Environmental group calls for trade ban with Canada as polar bear hunt expands
CBC News |
Jan 25, 2012
A U.S. conservation group is calling for trade sanctions against Canada because of an increased polar bear hunt quota in the Western Hudson Bay region. In October, the environment minister of Nunavut, a territory in Canada's eastern Arctic, increased the quota in the Arviat, Nunavut area from eight to 21. The Center for Biological Diversity claims this increase violates the 1973 Convention on Polar Bears, which was signed by Canada and several other countries. The group filed a formal request with the U.S. Department of the Interior Tuesday. It is calling for a ban on Canadian wildlife products. In a release, the organization said the polar bear is on an extinction trajectory because of climate change. "If we want to keep polar bears in the world, we have to dramatically cut greenhouse emissions and also reduce all the other threats to its survival, including overhunting," said Brendan Cummings with the centre. The California-based group said Nunavut did not use the best scientific knowledge available in making its decision. The centre also said the hunt is not sustainable. The government of Nunavut disagrees. "There is a very sound management process here in Nunavut. Our minister submitted a request to Nunavut Wildlife Management Board to increase the harvest for this year and this year only," said David Akeeagok from the Department of Environment.
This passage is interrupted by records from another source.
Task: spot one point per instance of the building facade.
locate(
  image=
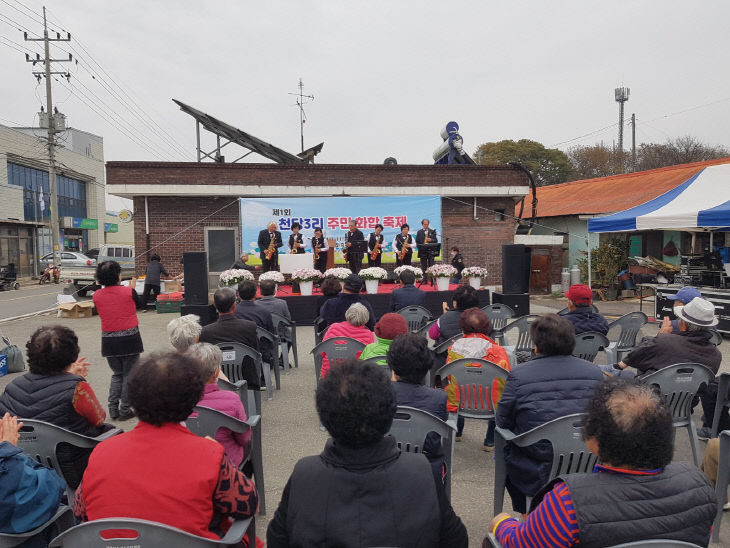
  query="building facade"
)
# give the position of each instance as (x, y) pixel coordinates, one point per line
(25, 194)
Akeeagok said the results of the most recent aerial survey of the Western Hudson bay bear population will be made public in March. That will determine next year's quota. In the meantime, the center is asking the United States government to restrict the import of Canadian wildlife products. The U.S. government can restrict trade of any wildlife product if it agrees the convention was violated. Mickey Akavak, the chair of the Nunavut Wildlife Management Board, said the international agreement signed almost 40 years ago is outdated. "I'm hoping that the Inuit and scientists alike can work together to get the best available combined information," said Akavak. Akeeagok also said the request makes no sense because it's based on just one sub-population of polar bears out of thirteen.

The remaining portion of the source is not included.